Claiming a tax deduction for incurred expenditures

At this time, it would be essential to ascertain whether any costs associated with online gaming can be deducted. In accordance with Section 58 of the IT Act, certain expenses cannot be deducted when calculating taxable income under the header “IFOS.” According to Section 58(4), winnings from lotteries, crossword puzzles, races, card games, and other forms of wagering or betting of any kind or nature are not deductible for any expenses or allowances related to such income.

Given the precise criterion established by Section 58(4) of the IT Act, the authors are of the opinion that it may be difficult to claim deductions for expenses incurred in calculating winnings from online gambling. Since Section 58(4) does not apply and the proposed Section 115BBJ commences with a non-obstante clause, one could argue that the restriction is irrelevant and that any deduction permitted for calculating “net winnings” would be permitted. To better comprehend the legislative intent behind establishing a taxing mechanism for online games while maintaining the current tax rate, it may be necessary to await the anticipated implementation of the method for calculating “net winnings” before determining the anticipated computation method.

Compensating losses

If a loss in one game can be mitigated by a victory in another, this is another topic worthy of discussion. In an ideal world, we may anticipate that the computation of net profits itself might allow for the set-off of losses from one game against those from another. Even if it is not factored into the calculation of net winnings, the IT Act does not explicitly prohibit the deduction of losses incurred during games. In addition, the IT Act does not expressly prohibit offsetting losses from online gaming in a given year against income from other sources or categories of revenue, and vice versa. Certain restrictions apply only to the carryover of losses into subsequent years. Therefore, when calculating online gaming revenue, it must be possible to include intra and inter source/head set off of current year losses.

Consequences with respect to User Accounts

A user’s account holding net winnings from online gambling is subject to TDS at the end of the fiscal year, per Section 194BA. Explanation (d) of the proposed Section 194BA defines “user account” as the account of a user who has registered with an online gaming intermediary. A clause (a) defines an intermediary that delivers one or more online games as a “online gaming intermediary.” As a consequence, it follows that the phrase “user account” shall refer to all accounts created with an online gaming middleman.

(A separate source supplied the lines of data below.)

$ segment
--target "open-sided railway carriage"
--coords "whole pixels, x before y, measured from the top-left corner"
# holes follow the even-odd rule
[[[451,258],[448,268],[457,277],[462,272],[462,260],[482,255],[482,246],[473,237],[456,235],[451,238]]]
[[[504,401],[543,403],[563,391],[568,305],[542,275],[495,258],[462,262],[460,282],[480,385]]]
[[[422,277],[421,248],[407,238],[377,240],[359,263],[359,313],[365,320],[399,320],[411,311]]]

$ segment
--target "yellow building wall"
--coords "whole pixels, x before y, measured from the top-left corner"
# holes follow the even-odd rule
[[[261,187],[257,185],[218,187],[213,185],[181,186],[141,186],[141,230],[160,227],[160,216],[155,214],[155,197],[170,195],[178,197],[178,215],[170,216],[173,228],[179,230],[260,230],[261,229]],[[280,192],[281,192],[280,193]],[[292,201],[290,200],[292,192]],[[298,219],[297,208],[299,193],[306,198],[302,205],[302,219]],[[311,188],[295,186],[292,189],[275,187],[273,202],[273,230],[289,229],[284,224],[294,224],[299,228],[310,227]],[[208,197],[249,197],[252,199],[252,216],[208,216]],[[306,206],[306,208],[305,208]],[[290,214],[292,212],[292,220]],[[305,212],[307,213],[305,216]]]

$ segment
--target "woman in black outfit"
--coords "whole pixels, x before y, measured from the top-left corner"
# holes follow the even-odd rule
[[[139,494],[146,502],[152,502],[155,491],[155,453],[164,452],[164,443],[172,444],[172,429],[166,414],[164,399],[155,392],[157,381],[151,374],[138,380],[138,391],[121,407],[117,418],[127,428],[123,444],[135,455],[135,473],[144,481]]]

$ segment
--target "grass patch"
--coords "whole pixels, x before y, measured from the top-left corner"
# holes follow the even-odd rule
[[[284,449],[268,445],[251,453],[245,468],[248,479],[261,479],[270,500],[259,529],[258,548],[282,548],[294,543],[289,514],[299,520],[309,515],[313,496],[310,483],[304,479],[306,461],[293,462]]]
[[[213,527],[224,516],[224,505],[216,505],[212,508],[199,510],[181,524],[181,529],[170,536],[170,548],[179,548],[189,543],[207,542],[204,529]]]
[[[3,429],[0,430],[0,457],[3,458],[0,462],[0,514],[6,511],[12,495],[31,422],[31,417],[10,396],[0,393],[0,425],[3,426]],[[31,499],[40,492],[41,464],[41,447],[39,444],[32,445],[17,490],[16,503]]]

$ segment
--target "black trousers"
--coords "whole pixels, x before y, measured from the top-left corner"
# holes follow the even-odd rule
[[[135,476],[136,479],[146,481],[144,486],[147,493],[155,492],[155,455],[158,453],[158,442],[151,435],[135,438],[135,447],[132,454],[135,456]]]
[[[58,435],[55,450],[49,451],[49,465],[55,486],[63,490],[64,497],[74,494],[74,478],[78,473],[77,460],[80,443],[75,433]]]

The following circumstances may necessitate additional clarification when determining tax deduction eligibility:

How will it be ensured that tax is ultimately deducted only from the net gains from playing online games if a single wallet is used for both general and gaming purposes?

Examples of situations requiring a deposit before participating include: Assume, for example, that a player deposits Rs. 100 to begin a game and has Rs. 500 remaining in his pocketbook at the end of the year after playing multiple games. In this circumstance, he only obtains 400 rupees; the remaining 100 rupees represent his initial deposit. At the close of the year, must tax be deducted from Rs. 500 or Rs. 400?

When April through June 2023 earnings totaling less than Rs. 10,000 are withdrawn in July 2023, must TDS be withheld in accordance with Section 194BA?

What method would the online gaming intermediary use to validate that tax has been paid if the winning prize was a car? A failure to ensure the payment of tax on this transaction may result in fines and legal action.

Conclusion

It appears that Sections 115BBJ and 194BA were inserted to ensure that earnings from online games are taxed separately. One cannot begin to grasp the true scope of these regulations until the procedures for calculating net winnings have been outlined. As previously remarked, the CBDT may need to provide clarifications on certain issues to prevent future litigation that is unnecessary.